All help much appreciated.

Also if anyone has any recommendations for vets, farriers, saddles and local feed stores.


----------



## munch_84 (2 September 2013)

Hi there,
I have just moved here too.  (Here being south of Bristol but almost equidistant to Bath) I have found some temporary grazing but will need something else come winter as it will flood!  If you hear of anything would be good to swap thoughs as I'm struggling.  Found some expensive DIY so depends what your budget is.
I have only been here 2 months so I expect others will have better answers but I found a lovely farrier who came out to me at short notice this week, Ross Parker-  let me know if you want his number and I will PM you.  He's based near Whitchurch.
Vets, everyone I've asked seems to recommend Bushy  so I have registered but not called them out so couldn't give you an opinion. www.bwequinevets.co.uk.
Hope that helps!
Mel


----------



## miss_c (4 September 2013)

If you're in Staple Hill you're going to be living about 5 mins away from me!

What are you looking for?  There's a yard round the corner from mine which I am very impressed with, it's BHS approved, assisted DIY (they feed and turn out weekday mornings for you).  http://www.bhs.org.uk/enjoy-riding/find-a-place-to-ride/centres/mno/oneway-livery-services  They often have a waiting list but I believe there may be space at the moment or coming up soon.

Farrier wise I use Ian Archer who is fabulous.  I've known him YEARS and we have a good natter while he does the horses, had him out today in fact!

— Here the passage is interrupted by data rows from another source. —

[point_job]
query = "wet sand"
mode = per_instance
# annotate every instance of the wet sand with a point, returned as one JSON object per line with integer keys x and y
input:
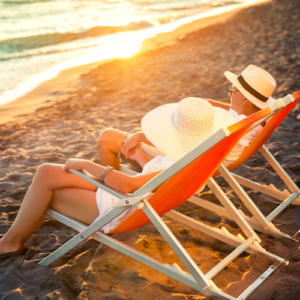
{"x": 117, "y": 94}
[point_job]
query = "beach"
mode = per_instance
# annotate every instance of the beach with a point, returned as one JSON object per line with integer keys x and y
{"x": 65, "y": 117}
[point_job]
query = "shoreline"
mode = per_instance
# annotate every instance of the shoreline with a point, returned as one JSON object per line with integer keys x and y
{"x": 117, "y": 95}
{"x": 67, "y": 79}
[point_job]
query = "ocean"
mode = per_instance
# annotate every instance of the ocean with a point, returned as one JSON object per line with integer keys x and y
{"x": 39, "y": 38}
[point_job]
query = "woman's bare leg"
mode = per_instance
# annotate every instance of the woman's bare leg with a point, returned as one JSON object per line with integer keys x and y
{"x": 48, "y": 178}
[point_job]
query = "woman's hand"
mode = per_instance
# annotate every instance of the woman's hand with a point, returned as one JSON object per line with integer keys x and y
{"x": 129, "y": 143}
{"x": 73, "y": 163}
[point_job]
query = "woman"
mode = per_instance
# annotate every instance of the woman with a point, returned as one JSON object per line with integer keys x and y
{"x": 177, "y": 128}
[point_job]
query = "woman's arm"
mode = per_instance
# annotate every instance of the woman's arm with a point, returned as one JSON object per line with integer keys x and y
{"x": 223, "y": 105}
{"x": 115, "y": 179}
{"x": 134, "y": 140}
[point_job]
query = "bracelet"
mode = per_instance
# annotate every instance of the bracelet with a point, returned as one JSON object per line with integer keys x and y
{"x": 104, "y": 172}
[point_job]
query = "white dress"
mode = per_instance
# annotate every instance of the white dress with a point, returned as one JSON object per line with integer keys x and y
{"x": 243, "y": 143}
{"x": 105, "y": 201}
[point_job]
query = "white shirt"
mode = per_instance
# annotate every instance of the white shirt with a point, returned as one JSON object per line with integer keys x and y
{"x": 105, "y": 200}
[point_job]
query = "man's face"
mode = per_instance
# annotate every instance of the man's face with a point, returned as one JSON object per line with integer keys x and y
{"x": 236, "y": 99}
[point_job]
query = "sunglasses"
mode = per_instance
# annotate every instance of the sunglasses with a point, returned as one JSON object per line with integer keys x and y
{"x": 232, "y": 89}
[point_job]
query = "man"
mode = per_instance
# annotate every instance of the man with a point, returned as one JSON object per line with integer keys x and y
{"x": 250, "y": 92}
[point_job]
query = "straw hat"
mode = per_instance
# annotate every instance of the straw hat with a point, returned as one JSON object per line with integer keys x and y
{"x": 178, "y": 127}
{"x": 256, "y": 84}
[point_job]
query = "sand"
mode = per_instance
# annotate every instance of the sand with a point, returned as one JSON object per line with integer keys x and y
{"x": 117, "y": 94}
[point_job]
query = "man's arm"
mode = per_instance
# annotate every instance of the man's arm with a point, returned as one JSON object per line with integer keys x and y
{"x": 223, "y": 105}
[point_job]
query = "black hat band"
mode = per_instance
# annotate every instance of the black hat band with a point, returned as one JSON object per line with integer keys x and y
{"x": 251, "y": 90}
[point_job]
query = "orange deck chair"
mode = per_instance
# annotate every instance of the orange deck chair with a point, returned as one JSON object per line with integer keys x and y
{"x": 258, "y": 221}
{"x": 172, "y": 187}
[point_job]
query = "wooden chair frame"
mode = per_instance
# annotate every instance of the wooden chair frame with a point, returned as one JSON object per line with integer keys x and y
{"x": 151, "y": 205}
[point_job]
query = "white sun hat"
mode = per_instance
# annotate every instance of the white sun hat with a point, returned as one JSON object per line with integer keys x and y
{"x": 256, "y": 84}
{"x": 178, "y": 127}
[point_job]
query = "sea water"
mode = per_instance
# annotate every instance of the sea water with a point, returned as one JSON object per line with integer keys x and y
{"x": 51, "y": 35}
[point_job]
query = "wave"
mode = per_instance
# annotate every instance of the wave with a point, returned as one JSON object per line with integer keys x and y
{"x": 12, "y": 46}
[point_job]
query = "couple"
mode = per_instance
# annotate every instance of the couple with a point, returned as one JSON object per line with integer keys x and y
{"x": 174, "y": 129}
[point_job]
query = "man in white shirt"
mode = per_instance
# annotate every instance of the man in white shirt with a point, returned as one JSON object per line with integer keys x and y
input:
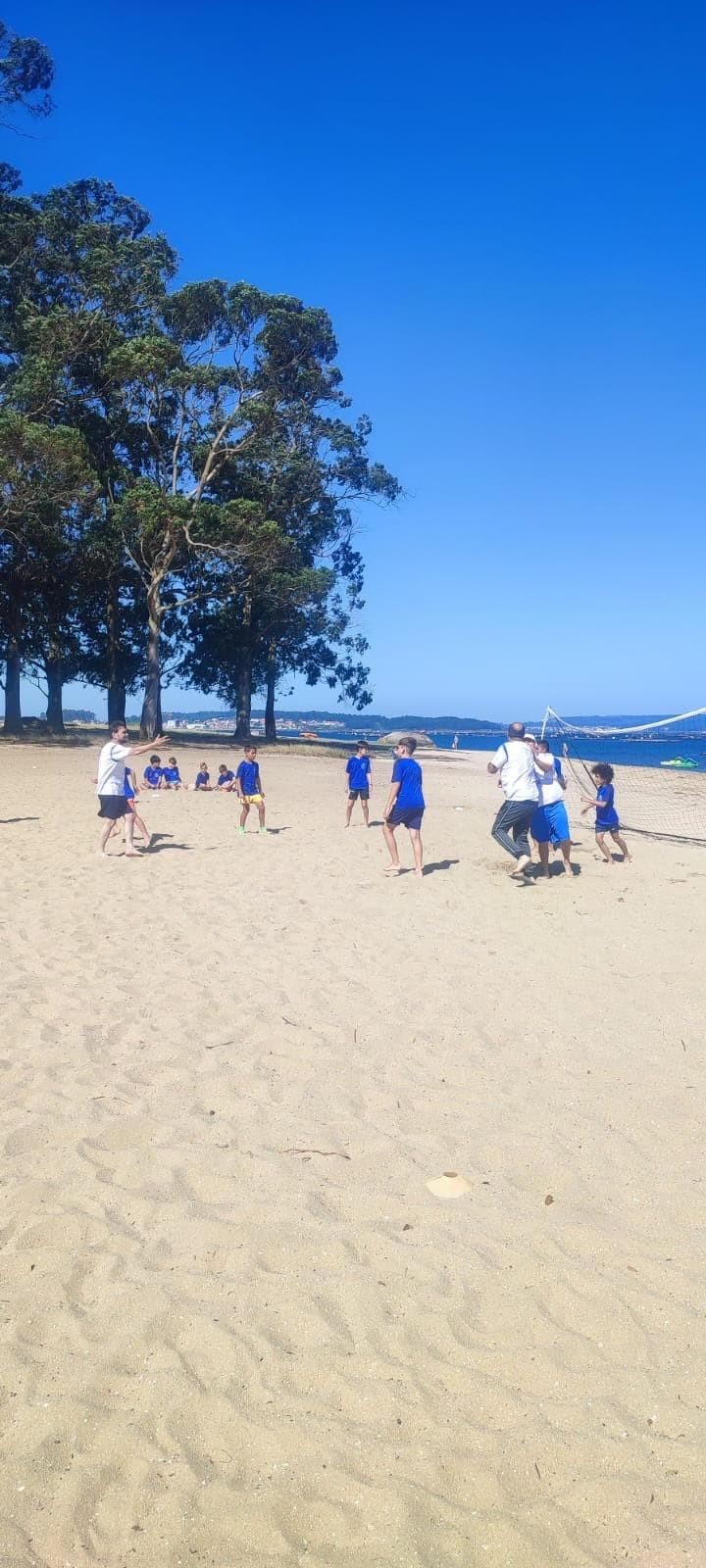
{"x": 517, "y": 762}
{"x": 110, "y": 786}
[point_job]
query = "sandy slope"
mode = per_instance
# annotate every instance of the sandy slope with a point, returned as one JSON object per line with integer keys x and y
{"x": 235, "y": 1329}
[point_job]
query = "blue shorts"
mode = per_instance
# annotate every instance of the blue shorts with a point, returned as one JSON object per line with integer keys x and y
{"x": 408, "y": 817}
{"x": 551, "y": 823}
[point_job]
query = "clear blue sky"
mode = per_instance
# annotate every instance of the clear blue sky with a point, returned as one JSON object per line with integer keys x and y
{"x": 502, "y": 208}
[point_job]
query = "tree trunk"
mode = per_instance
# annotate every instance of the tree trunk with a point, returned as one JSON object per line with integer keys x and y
{"x": 55, "y": 682}
{"x": 117, "y": 702}
{"x": 243, "y": 712}
{"x": 272, "y": 681}
{"x": 245, "y": 695}
{"x": 117, "y": 686}
{"x": 151, "y": 720}
{"x": 13, "y": 668}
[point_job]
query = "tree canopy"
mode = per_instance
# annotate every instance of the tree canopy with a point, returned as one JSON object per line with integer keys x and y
{"x": 179, "y": 474}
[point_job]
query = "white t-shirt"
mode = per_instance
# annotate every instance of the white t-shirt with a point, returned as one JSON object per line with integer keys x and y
{"x": 112, "y": 768}
{"x": 517, "y": 767}
{"x": 549, "y": 788}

Vet wise I use Rebecca Sherman who is freelance and I believe not taking anybody else on, but otherwise I would go with B&W, there's also Rowe Vets in the area.


----------



## Spotonforgold (5 September 2013)

Hi all,
Thanks for the advice on vets, that defiantly helps.

I will check out that yard miss c, and see if they have any vacencys.

Mel I have found a few DIY yards, one with a vacancy was bonnie mount farm on siston common, I wasn't too keen and it only had a pony stable free, it was 20 a month. I also looked at a lovely part livery yard call myrtle farm, siston common. But I am looking more for assisted DIY.

Am looking forward to the move, and hopefully will bump into a few of you out hacking or at shows x


----------



## munch_84 (6 September 2013)

Good luck! You will love it round here! x


----------



## miss_c (21 September 2013)

Any luck finding somewhere spotonforgold?


----------



## Spotonforgold (22 September 2013)

Hi miss c, yes I have been to the yard you recommended, one way livery. It's lovely and ticks all the right boxes. I'm going to be moving both my mares at the end of October. Thank you for pointing me in their direction. Maybe we could meet up for a hack at some point if you nearby.


----------



## miss_c (23 September 2013)

Awww that's fab!    Give me a shout when you have moved in, my yard is quite literally round the corner!! There's another forum member who is on livery there as well.


----------